This post begins to consider how to implement the Flexible Path to the Moon largely, but not entirely, within the constraints of the 2011 NASA budget. First, let's consider the first of the 3 steps in the Flexible Path to the Moon. From the original post, the first step is:
Establish a Foothold - The first phase includes developing commercial and international partnerships for the full Flexible Path to the Moon, beginning a long-term program to maintain and fully use the ISS through at least 2020, developing U.S. commercial crew and cargo services to support the ISS, establishing a vigorous technology development program, and starting an ambitious robotic lunar precursor effort for science, resource scouting, engineering tests, and more with NASA, commercial, and international participation.

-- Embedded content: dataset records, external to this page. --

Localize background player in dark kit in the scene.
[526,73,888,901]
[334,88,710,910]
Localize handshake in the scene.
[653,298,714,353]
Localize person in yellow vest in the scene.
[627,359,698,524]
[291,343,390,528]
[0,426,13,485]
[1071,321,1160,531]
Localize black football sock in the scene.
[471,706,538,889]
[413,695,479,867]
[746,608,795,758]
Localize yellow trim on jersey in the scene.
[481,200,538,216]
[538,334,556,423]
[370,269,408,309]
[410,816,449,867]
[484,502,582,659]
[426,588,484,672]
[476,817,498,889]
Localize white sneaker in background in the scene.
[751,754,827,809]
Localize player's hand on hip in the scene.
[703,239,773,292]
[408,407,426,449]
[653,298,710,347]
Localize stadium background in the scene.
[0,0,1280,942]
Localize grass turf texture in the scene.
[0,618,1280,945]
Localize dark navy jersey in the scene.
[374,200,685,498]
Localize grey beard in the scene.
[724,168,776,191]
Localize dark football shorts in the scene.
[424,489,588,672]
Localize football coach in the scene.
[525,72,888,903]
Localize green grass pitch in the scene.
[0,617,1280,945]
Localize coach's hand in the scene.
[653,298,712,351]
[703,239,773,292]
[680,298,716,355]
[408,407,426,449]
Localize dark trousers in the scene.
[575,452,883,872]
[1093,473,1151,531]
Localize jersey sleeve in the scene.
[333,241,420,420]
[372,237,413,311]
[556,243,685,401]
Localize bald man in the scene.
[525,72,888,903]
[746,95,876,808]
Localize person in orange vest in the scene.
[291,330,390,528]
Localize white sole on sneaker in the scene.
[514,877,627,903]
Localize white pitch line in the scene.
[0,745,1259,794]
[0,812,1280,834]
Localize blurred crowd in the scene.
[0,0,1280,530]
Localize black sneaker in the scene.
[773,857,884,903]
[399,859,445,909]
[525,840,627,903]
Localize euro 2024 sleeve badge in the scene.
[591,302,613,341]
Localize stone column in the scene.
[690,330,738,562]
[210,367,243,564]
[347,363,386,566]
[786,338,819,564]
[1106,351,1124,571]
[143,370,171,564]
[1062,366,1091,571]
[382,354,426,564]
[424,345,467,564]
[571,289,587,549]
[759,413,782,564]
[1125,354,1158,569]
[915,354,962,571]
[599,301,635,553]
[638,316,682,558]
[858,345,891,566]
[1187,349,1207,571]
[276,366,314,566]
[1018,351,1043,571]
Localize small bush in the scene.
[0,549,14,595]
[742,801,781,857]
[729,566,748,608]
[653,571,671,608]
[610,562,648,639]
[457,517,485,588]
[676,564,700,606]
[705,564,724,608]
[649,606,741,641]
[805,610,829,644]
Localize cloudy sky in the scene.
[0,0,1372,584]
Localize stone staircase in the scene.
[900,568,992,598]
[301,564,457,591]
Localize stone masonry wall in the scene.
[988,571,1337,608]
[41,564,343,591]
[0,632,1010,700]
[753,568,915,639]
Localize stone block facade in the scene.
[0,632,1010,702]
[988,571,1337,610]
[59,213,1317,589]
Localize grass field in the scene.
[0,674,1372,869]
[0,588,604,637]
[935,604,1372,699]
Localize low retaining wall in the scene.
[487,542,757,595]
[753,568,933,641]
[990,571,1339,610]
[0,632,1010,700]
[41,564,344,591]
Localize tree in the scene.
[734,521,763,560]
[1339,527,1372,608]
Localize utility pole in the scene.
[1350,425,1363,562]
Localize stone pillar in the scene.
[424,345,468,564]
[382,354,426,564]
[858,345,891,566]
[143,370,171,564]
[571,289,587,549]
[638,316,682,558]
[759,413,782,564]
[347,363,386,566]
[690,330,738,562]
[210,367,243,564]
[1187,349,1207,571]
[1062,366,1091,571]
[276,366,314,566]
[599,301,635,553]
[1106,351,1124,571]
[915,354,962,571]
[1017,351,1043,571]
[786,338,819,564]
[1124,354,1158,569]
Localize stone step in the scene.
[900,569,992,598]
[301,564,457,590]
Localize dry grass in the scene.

This phase could also include robotic precursors to destinations that are beyond the scope of the Flexible Path to the Moon, like Near Earth Objects and Mars Moons. Given the fairly large number of robotic missions envisioned here in support of the Flexible Path to the Moon, it is likely that there would be fewer outer planets robot missions.
As it turns out, the 2011 NASA budget proposal includes the ISS, commercial crew and cargo, technology development, and robotic precursor elements. In other words, it's a good start for step 1 of the Flexible Path to the Moon. My guess is that the Flexible Path to Mars rather than the Flexible Path to the Moon will be selected, so the focus of the commercial and international partnerships, technology development, and robotic precursors may include more emphasis than the Flexible Path to the Moon would warrant on destinations that come after that path such as NEOs and Mars, but in its general form the 2011 budget matches this first step.
Future posts will look more closely at some of the prominent items in the 2011 NASA budget proposal to see how they could be shaped to better lay the foundation for the Flexible Path to the Moon. These posts will cover Planetary Science, the other NASA Science directorates considered collectively (Earth Science, Heliophysics, and Astrophysics), Space Technology, Technology Demonstration, Heavy Lift and Propulsion Technology, and Robotic Precursor Missions. Finally, I'll present some thoughts on actually starting beyond-LEO missions.